The husband did not perfect an appeal from either of those orders. Instead, when the Slovak Supreme Court annulled the 2014 decision and remitted the matter to the Regional Court for further proceedings, he moved for renewal of the wife's enforcement application. In 2016, Supreme Court (McGinty, J.) denied that motion and stayed the New York divorce action to await developments in the Slovak courts. The stay was lifted in 2017 so that the parties could litigate the enforceability of the order awarding counsel fees and costs to the wife, and the husband again moved for renewal. In 2018, Supreme Court (Fisher, J.) denied that motion and reinstated the stay.
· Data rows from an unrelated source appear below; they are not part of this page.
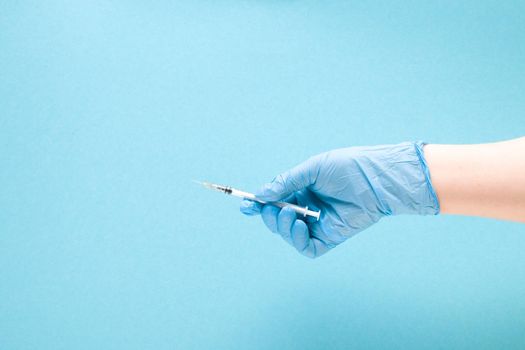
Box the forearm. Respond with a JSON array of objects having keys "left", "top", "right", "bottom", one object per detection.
[{"left": 424, "top": 137, "right": 525, "bottom": 222}]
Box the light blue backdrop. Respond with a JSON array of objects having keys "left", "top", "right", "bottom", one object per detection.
[{"left": 1, "top": 1, "right": 525, "bottom": 349}]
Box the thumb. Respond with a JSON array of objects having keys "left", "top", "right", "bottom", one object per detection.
[{"left": 256, "top": 157, "right": 318, "bottom": 201}]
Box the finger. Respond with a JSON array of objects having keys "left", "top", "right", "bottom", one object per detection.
[
  {"left": 256, "top": 157, "right": 319, "bottom": 201},
  {"left": 290, "top": 219, "right": 309, "bottom": 252},
  {"left": 277, "top": 206, "right": 297, "bottom": 244},
  {"left": 239, "top": 200, "right": 262, "bottom": 216},
  {"left": 290, "top": 220, "right": 331, "bottom": 259},
  {"left": 261, "top": 205, "right": 281, "bottom": 233},
  {"left": 281, "top": 193, "right": 298, "bottom": 205},
  {"left": 300, "top": 223, "right": 334, "bottom": 258},
  {"left": 301, "top": 237, "right": 332, "bottom": 259}
]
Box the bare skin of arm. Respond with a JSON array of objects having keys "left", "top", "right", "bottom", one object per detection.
[{"left": 424, "top": 137, "right": 525, "bottom": 223}]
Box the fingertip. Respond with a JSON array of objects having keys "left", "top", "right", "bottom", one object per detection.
[
  {"left": 254, "top": 183, "right": 272, "bottom": 200},
  {"left": 255, "top": 180, "right": 285, "bottom": 201},
  {"left": 239, "top": 200, "right": 261, "bottom": 216}
]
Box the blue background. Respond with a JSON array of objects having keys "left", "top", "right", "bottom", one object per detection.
[{"left": 1, "top": 1, "right": 525, "bottom": 349}]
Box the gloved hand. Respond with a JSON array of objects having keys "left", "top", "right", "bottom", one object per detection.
[{"left": 240, "top": 141, "right": 440, "bottom": 258}]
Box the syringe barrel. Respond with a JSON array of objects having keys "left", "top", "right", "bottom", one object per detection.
[
  {"left": 230, "top": 188, "right": 321, "bottom": 221},
  {"left": 261, "top": 201, "right": 321, "bottom": 221}
]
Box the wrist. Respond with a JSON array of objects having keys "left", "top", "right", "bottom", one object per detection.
[{"left": 374, "top": 141, "right": 440, "bottom": 216}]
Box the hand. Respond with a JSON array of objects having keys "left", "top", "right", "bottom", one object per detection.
[{"left": 240, "top": 141, "right": 440, "bottom": 258}]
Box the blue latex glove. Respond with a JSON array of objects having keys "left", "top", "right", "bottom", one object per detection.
[{"left": 240, "top": 141, "right": 440, "bottom": 258}]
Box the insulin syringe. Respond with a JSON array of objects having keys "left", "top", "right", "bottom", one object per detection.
[{"left": 194, "top": 180, "right": 321, "bottom": 221}]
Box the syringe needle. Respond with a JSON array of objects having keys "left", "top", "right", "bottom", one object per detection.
[{"left": 192, "top": 180, "right": 215, "bottom": 190}]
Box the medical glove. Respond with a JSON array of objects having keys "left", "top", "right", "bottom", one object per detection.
[{"left": 240, "top": 141, "right": 440, "bottom": 258}]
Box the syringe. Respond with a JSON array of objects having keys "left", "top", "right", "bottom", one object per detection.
[{"left": 194, "top": 180, "right": 321, "bottom": 221}]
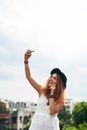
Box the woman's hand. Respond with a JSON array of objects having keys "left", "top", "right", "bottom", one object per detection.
[
  {"left": 24, "top": 49, "right": 34, "bottom": 61},
  {"left": 49, "top": 85, "right": 56, "bottom": 95}
]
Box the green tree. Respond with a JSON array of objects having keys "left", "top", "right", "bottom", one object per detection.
[
  {"left": 72, "top": 101, "right": 87, "bottom": 126},
  {"left": 62, "top": 124, "right": 78, "bottom": 130},
  {"left": 58, "top": 106, "right": 72, "bottom": 129},
  {"left": 78, "top": 121, "right": 87, "bottom": 130}
]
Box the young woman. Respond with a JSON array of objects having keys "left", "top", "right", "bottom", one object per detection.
[{"left": 24, "top": 49, "right": 67, "bottom": 130}]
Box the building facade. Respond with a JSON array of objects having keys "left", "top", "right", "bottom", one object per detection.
[
  {"left": 0, "top": 99, "right": 37, "bottom": 130},
  {"left": 0, "top": 100, "right": 11, "bottom": 130},
  {"left": 65, "top": 98, "right": 74, "bottom": 114}
]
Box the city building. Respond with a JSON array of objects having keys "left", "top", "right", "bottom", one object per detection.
[
  {"left": 0, "top": 97, "right": 75, "bottom": 129},
  {"left": 11, "top": 108, "right": 30, "bottom": 130},
  {"left": 0, "top": 100, "right": 11, "bottom": 130},
  {"left": 0, "top": 99, "right": 37, "bottom": 130},
  {"left": 65, "top": 98, "right": 74, "bottom": 114}
]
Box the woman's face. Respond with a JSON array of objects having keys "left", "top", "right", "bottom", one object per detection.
[{"left": 48, "top": 73, "right": 58, "bottom": 88}]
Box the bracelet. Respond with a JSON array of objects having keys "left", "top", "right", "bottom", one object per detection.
[
  {"left": 50, "top": 95, "right": 55, "bottom": 98},
  {"left": 24, "top": 61, "right": 28, "bottom": 64}
]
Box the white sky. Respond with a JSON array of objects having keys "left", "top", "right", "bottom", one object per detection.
[{"left": 0, "top": 0, "right": 87, "bottom": 103}]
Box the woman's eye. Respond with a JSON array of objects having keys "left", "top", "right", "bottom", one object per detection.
[{"left": 54, "top": 77, "right": 57, "bottom": 80}]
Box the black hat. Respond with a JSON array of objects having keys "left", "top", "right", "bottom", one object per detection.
[{"left": 50, "top": 68, "right": 67, "bottom": 88}]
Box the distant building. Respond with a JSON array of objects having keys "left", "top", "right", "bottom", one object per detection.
[
  {"left": 0, "top": 99, "right": 37, "bottom": 130},
  {"left": 0, "top": 98, "right": 76, "bottom": 129},
  {"left": 65, "top": 98, "right": 74, "bottom": 114},
  {"left": 0, "top": 100, "right": 11, "bottom": 130},
  {"left": 28, "top": 102, "right": 37, "bottom": 117},
  {"left": 9, "top": 101, "right": 37, "bottom": 130},
  {"left": 11, "top": 108, "right": 30, "bottom": 130}
]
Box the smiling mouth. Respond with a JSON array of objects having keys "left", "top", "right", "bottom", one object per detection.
[{"left": 49, "top": 81, "right": 53, "bottom": 85}]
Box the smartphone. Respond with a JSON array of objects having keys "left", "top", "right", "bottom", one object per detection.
[{"left": 31, "top": 50, "right": 35, "bottom": 53}]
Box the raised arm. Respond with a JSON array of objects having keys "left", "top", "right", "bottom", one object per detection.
[{"left": 24, "top": 49, "right": 42, "bottom": 95}]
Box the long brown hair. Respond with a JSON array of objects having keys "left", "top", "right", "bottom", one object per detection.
[{"left": 44, "top": 75, "right": 65, "bottom": 103}]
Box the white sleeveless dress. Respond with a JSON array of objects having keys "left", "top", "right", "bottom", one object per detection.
[{"left": 29, "top": 94, "right": 60, "bottom": 130}]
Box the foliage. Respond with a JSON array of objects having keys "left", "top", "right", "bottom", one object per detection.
[
  {"left": 62, "top": 124, "right": 78, "bottom": 130},
  {"left": 78, "top": 121, "right": 87, "bottom": 130},
  {"left": 24, "top": 119, "right": 31, "bottom": 130},
  {"left": 5, "top": 125, "right": 11, "bottom": 130},
  {"left": 72, "top": 101, "right": 87, "bottom": 126},
  {"left": 0, "top": 125, "right": 11, "bottom": 130},
  {"left": 58, "top": 106, "right": 72, "bottom": 129}
]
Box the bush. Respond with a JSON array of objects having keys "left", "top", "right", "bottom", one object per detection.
[
  {"left": 78, "top": 122, "right": 87, "bottom": 130},
  {"left": 62, "top": 124, "right": 78, "bottom": 130},
  {"left": 72, "top": 101, "right": 87, "bottom": 126}
]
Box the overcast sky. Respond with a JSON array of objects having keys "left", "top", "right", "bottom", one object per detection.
[{"left": 0, "top": 0, "right": 87, "bottom": 103}]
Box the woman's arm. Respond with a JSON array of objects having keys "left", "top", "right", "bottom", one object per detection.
[
  {"left": 49, "top": 98, "right": 64, "bottom": 115},
  {"left": 49, "top": 89, "right": 65, "bottom": 115},
  {"left": 24, "top": 49, "right": 42, "bottom": 95}
]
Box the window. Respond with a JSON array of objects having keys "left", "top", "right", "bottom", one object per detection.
[{"left": 12, "top": 117, "right": 17, "bottom": 123}]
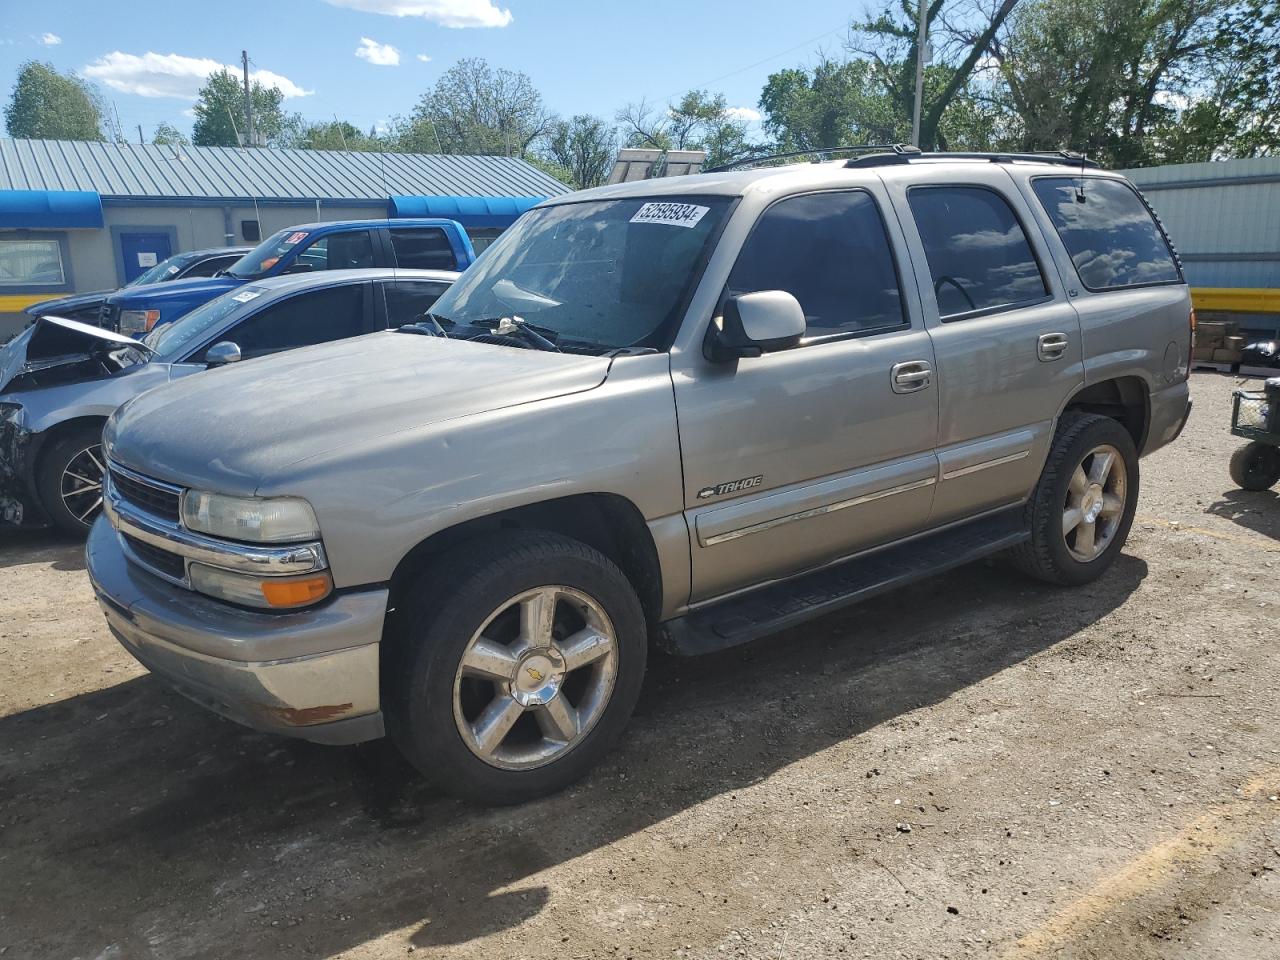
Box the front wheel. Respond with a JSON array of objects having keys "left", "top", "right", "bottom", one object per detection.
[
  {"left": 1009, "top": 413, "right": 1140, "bottom": 586},
  {"left": 36, "top": 424, "right": 107, "bottom": 536},
  {"left": 1229, "top": 442, "right": 1280, "bottom": 491},
  {"left": 385, "top": 532, "right": 647, "bottom": 804}
]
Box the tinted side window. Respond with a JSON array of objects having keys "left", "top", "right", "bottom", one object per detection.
[
  {"left": 390, "top": 228, "right": 456, "bottom": 270},
  {"left": 907, "top": 186, "right": 1048, "bottom": 319},
  {"left": 218, "top": 284, "right": 365, "bottom": 359},
  {"left": 1032, "top": 178, "right": 1180, "bottom": 290},
  {"left": 382, "top": 280, "right": 450, "bottom": 326},
  {"left": 183, "top": 254, "right": 238, "bottom": 278},
  {"left": 726, "top": 191, "right": 904, "bottom": 337},
  {"left": 296, "top": 230, "right": 375, "bottom": 272}
]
The husband appeals from the 2016 and 2018 orders.

We affirm. "A motion to renew must be based on new facts not previously offered that would change the prior determination and must contain a reasonable justification for the failure to present such facts on the original motion" (Matter of James H. Supplemental Needs Trusts, 172 AD3d 1570, 1574 [2019] [citations omitted]; see CPLR 2221 [e]; Mula v Mula, 151 AD3d 1326, 1327 [2017]). The husband opposed the wife's enforcement application by arguing, as is pertinent here, that it was ex parte and that the UCCJEA " does not govern the enforceability of a child custody determination made without notice or an opportunity to be heard" (Domestic Relations Law § 76-d [2]). Supreme Court (McGinty, J.) disagreed and issued an enforcement order, determining that the husband's appeal from the temporary order afforded him an opportunity to be heard.[FN1] The Slovak Supreme Court thereafter annulled the decision of the Regional Court and remitted so that the husband could receive English translations of certain documents to which he was entitled and have a full opportunity to prosecute his appeal. Contrary to the wife's contention, this subsequent legal development could potentially warrant renewal (see CPLR 2221 [e] [2]; Spierer v Bloomingdale's, 59 AD3d 267, 267 [2009], lv denied 13 NY3d 713 [2009]).

With regard to the 2016 order, Supreme Court (McGinty, J.) denied the husband's first renewal motion and stayed the proceedings before it to await further developments in the Slovak courts. Inasmuch as Supreme Court was advised that the husband's appeal before the Regional Court was pending and that there was ongoing activity in the preexisting Slovak divorce proceeding (see Concord Assoc., L.P. v EPT Concord, LLC, 101 AD3d 1574, 1575 [2012]; Canadian Imperial Bank of Commerce v Commonwealth Ins. Co., 19 AD3d 211, 212 [2005]), and noting the lack of detail as to how the Regional Court's delay in hearing the husband's appeal deprived him of the opportunity to be heard that justified enforcement of the temporary order (see CPLR 2221 [e] [2]), we cannot say that Supreme Court abused its discretion in doing either. As for the second renewal motion that led to the 2018 order, the husband failed to point to any new developments "that would change the prior determination" and, indeed, acknowledged that the Regional Court had again upheld the temporary order in relevant part and that a Slovak divorce judgment had been issued and was being appealed by both parties (CPLR 2221 [e] [2]). Thus, Supreme Court (Fisher, J.) did not abuse its discretion in denying that motion and reinstating the stay.

ORDERED that the order and amended order are affirmed, without costs.

Garry, P.J., Lynch and Mulvey, JJ., concur.

Footnotes


Footnote 1: The husband did not perfect his appeal from the enforcement order. The husband did challenge the rationale for the order in his renewal motions, but those challenges were not based upon new facts and constituted requests for reargument, the denials of which were not appealable (see CPLR 2221 [d] [2]; [e] [2]; 5701 [a] [2] [viii]; DeMaille v State of New York, 166 AD3d 1405, 1408 [2018]; Prime Income Asset Mgt., Inc. v American Real Estate Holdings L.P., 82 AD3d 550, 551 [2011], lv denied 17 NY3d 705 [2011]). We accordingly take no position on the merits of the enforcement order and limit our discussion to the new developments that the husband claims warranted renewal.